Richard Fernandez at Belmont Club

The analysis he quotes is disjointed, but interesting.

Tuesday, December 02, 2014

Cabo Mexico after category 3 hurricane

Odile playa grande

We returned to Cabo San Lucas, BCS, Mexico last night curious to see how there are recovering from category 3 hurricane Odile in mid September. There is a lot of recovery to go. Our home resort, Playa Grande, opened on October 20, 5 plus weeks later. And we knew some other resorts opened then or within a few weeks. But we were surprised on the drive from the airport, which is 20 miles away in San Jose, to see lots of dark buildings. Even some major resorts are not yet open - Palmilla, Dreams, Fiesta Americana, Westin, Sheraton; those are all big ones.

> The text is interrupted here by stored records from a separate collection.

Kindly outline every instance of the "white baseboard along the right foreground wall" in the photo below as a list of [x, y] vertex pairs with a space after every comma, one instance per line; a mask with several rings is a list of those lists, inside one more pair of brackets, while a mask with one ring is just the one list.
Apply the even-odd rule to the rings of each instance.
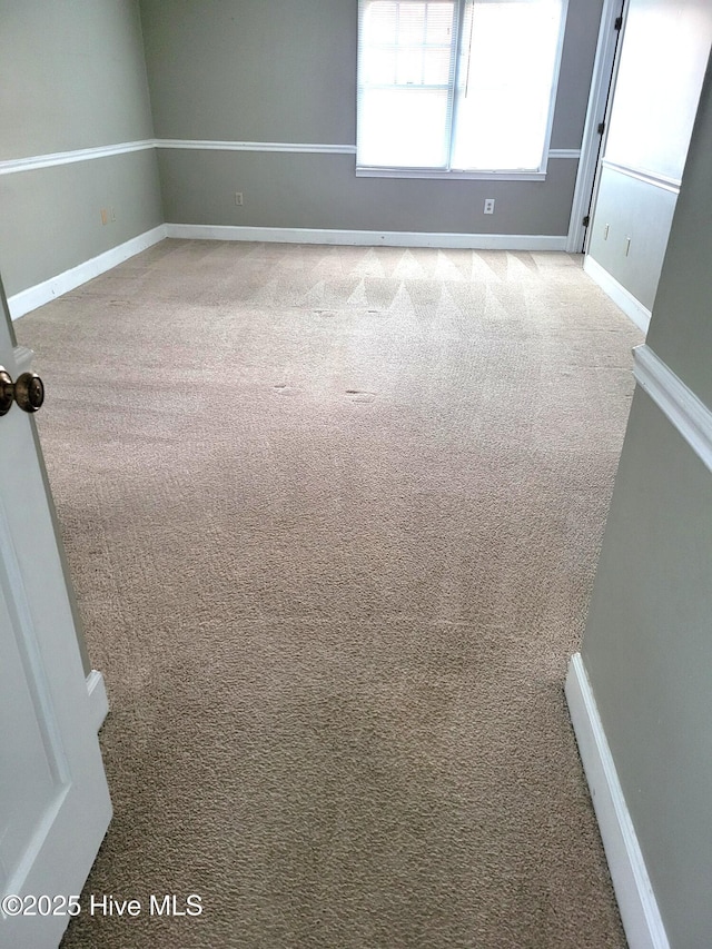
[[670, 949], [581, 653], [568, 665], [566, 700], [629, 946]]

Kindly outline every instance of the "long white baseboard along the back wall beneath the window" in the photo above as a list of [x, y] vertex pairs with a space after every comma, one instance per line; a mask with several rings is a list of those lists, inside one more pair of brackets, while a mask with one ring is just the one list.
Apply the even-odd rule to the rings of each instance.
[[564, 250], [566, 237], [531, 234], [422, 234], [406, 230], [334, 230], [306, 227], [233, 227], [167, 224], [166, 237], [190, 240], [255, 240], [281, 244], [346, 244], [364, 247], [442, 247], [473, 250]]

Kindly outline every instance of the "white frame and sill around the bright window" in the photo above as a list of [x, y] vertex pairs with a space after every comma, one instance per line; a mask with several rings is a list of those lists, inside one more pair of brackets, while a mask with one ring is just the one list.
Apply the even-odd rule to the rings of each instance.
[[[456, 6], [455, 20], [457, 23], [457, 32], [459, 33], [463, 23], [464, 9], [468, 0], [453, 0]], [[554, 60], [554, 72], [552, 78], [552, 89], [548, 101], [548, 118], [546, 122], [546, 134], [544, 137], [544, 148], [542, 152], [542, 161], [536, 170], [514, 171], [514, 170], [449, 170], [441, 168], [408, 168], [408, 167], [382, 167], [368, 166], [358, 164], [358, 134], [360, 126], [360, 76], [357, 76], [357, 105], [356, 105], [356, 177], [357, 178], [425, 178], [441, 179], [448, 181], [456, 180], [479, 180], [479, 181], [545, 181], [548, 167], [548, 159], [553, 157], [551, 149], [552, 128], [554, 125], [554, 111], [556, 106], [556, 96], [558, 92], [558, 78], [561, 72], [562, 51], [564, 47], [564, 37], [566, 33], [566, 21], [568, 13], [568, 0], [561, 0], [561, 26], [558, 30], [558, 39], [556, 43], [556, 52]], [[358, 21], [358, 43], [360, 46], [360, 3], [359, 3], [359, 21]], [[454, 40], [455, 48], [459, 45], [459, 36]], [[457, 57], [457, 51], [455, 52]], [[358, 56], [360, 63], [360, 52]], [[455, 70], [455, 83], [457, 83], [457, 70]], [[453, 113], [454, 115], [454, 113]]]

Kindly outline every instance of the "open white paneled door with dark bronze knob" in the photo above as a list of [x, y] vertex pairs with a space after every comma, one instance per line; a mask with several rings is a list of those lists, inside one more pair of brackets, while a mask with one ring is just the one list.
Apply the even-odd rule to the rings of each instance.
[[[14, 380], [1, 281], [0, 310]], [[111, 819], [55, 524], [34, 422], [13, 404], [0, 417], [2, 949], [58, 946]]]

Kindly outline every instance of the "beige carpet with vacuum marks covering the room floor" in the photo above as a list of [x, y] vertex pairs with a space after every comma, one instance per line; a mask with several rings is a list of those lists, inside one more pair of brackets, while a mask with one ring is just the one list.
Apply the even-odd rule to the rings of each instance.
[[640, 334], [564, 254], [164, 241], [17, 324], [116, 817], [65, 949], [625, 945], [563, 696]]

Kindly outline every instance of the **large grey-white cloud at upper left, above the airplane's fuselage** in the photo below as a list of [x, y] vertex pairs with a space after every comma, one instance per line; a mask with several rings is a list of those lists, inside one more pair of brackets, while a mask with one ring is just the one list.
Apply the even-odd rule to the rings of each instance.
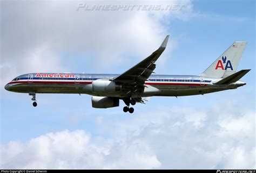
[[[17, 75], [35, 71], [82, 73], [86, 70], [91, 73], [107, 73], [113, 67], [129, 68], [149, 56], [158, 48], [165, 35], [170, 34], [166, 25], [170, 23], [170, 17], [183, 20], [193, 8], [190, 1], [171, 1], [169, 5], [185, 5], [183, 10], [77, 11], [79, 3], [1, 2], [1, 83], [5, 84]], [[93, 5], [103, 2], [88, 3]], [[175, 44], [176, 41], [170, 39], [166, 52], [171, 52]], [[163, 56], [159, 64], [164, 65], [165, 60]], [[126, 67], [126, 64], [129, 66]]]

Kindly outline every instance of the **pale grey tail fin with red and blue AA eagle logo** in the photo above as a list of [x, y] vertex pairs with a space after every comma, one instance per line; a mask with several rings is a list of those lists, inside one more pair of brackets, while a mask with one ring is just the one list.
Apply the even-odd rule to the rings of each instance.
[[201, 76], [224, 78], [234, 74], [237, 71], [245, 46], [245, 41], [235, 41]]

At Playa Grande our view will be greatly improved (we are staying at the resort next door this wee - Sandos Finisterra), because the palm trees lost all their fronds - all of them. Our view before was frustrating because our condo is right at the edge of the beach, but the palm trees cut the view to peek-a-boo. At least most of the trees survived. There is damage - one stairway to the beach is missing the last 10 steps. But the resort is set back from water’s edge, which reduced the damage.

Grand Solmar Resort is next to the rocks at the famed Fin de Tierra - “land’s end” - but they built it close to the water. It has concrete wall faced with stone on the water side. Most of the stone work is gone. And the concrete wall protecting one close building has a 40-foot gap. And more damage; when walking by barefoot on the sand watch out for rebar sticking our of the sand! But the resort is open.

Photo: The entrance to Playa Grande. The drop below the van on its side is 13 meters (40 feet). Credit shows in the photo.